Dataset for researchers in the U.S.: ht_text_pd_open_access
Dataset for researchers outside the U.S.: ht_text_pd_world_open_access

  • 814,045 public domain and Creative Commons-licensed volumes as of February 2019 for researchers in the United States (610,575 for researchers outside the United States). Total dataset is at least 480GB for researchers in the United States (351GB for researchers outside the United States).
  • Due to variation in the length of copyright protection in different nations, the version of this dataset available to researchers outside the United States represents only the public domain volumes that are public domain anywhere in the world, a subset of HathiTrust’s overall public domain corpus. Learn more about HathiTrust’s copyright determination policies.

All public domain text, including Google-digitized volumes

Researchers in the U.S.: ht_text_pd
Researchers outside the U.S.: ht_text_pd_world

  • 6,649,535 public domain and Creative Commons-licensed volumes as of February 2019 for researchers in the United States (4,316,648 for researchers outside the United States).

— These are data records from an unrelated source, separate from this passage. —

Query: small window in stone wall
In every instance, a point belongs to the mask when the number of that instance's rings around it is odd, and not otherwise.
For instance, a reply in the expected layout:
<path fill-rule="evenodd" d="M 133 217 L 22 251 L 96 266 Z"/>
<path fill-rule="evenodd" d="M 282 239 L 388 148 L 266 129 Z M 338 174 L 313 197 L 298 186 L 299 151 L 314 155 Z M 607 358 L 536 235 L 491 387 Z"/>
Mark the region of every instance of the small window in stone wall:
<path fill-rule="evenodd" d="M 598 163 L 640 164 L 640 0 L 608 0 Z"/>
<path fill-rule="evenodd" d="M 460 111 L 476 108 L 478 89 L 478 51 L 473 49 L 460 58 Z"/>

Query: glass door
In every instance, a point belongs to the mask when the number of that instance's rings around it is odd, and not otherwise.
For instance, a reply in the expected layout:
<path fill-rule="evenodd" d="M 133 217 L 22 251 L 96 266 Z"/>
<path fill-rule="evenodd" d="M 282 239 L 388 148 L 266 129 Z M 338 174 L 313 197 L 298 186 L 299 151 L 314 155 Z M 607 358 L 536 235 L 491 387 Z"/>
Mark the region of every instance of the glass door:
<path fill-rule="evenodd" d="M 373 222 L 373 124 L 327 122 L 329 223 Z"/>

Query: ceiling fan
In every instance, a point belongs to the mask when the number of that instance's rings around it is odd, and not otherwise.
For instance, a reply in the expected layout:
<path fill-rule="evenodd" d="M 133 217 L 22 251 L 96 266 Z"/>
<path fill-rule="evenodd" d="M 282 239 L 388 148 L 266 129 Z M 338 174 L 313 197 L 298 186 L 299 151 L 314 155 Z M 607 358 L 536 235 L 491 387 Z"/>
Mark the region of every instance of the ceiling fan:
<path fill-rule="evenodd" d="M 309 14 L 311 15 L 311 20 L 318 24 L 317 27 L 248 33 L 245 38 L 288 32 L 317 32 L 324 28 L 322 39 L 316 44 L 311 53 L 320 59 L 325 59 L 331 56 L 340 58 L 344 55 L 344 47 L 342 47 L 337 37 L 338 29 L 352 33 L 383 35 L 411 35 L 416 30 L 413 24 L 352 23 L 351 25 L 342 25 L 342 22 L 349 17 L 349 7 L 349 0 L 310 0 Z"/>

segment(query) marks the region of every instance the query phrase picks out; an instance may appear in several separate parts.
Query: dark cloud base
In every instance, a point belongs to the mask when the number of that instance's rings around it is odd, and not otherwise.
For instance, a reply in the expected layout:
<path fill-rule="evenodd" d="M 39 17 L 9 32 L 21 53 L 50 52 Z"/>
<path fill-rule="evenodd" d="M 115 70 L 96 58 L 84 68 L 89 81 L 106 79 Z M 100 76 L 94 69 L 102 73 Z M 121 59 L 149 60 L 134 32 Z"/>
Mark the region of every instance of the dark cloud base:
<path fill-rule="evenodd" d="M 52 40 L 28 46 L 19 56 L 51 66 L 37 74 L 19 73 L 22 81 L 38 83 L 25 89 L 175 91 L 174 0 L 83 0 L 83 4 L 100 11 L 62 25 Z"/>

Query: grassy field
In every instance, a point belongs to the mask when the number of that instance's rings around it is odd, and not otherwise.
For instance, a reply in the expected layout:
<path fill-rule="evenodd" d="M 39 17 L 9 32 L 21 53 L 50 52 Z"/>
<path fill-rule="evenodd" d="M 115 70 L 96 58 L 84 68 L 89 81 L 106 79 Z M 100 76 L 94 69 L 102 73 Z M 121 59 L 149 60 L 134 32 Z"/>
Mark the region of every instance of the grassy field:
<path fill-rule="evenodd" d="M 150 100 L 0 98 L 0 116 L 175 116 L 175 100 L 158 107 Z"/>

Total dataset is at least 5.4TB for researchers in the United States (3.4TB for researchers outside the United States).
  • Due to variation in the length of copyright protection in different nations, the dataset of public domain volumes, including those digitized by Google, available to researchers outside the United States represents the public domain volumes that are available anywhere in the world, a subset of HathiTrust’s overall public domain corpus. Learn more about HathiTrust’s copyright determination policies.
  • Includes volumes digitized by Google and those digitized by other parties.
  • Represents a wide variety of languages, subjects, and dates. See the visualizations of HathiTrust public domain volumes.
  • Volumes digitized by Google are available through a Distribution Agreement with Google that must be signed by an institutional sponsor in order for researchers at an institution to be able to access them. An institutional sponsor is someone with appropriate contractual signing authority at a researcher's institution. The Google Distribution Agreement needs only to be signed once per institution, and once it has been received, it applies to all subsequent dataset requests from researchers at an institution.  Researchers are responsible for understanding and abiding by the terms of the Google Distribution Agreement.  In general the limits on the use of Google-digitized materials are as follows:
    • Can be used only for scholarly research purposes
    • May not be used commercially
    • May not be re-hosted or used to support search services
    • May not be shared with third parties

Accessing a subset of volumes from a dataset

If you do not need the entire sets of the volumes described above, you must limit your sync only the volumes you are interested in within one of the larger sets.

To do so, you will need a list of the HathiTrust volume identifiers of desired volumes. Volume IDs are present in the persistent identifiers for HathiTrust volumes (e.g., for the volume at http://hdl.handle.net/2027/mdp.39015021715670, the volume ID is mdp.39015021715670).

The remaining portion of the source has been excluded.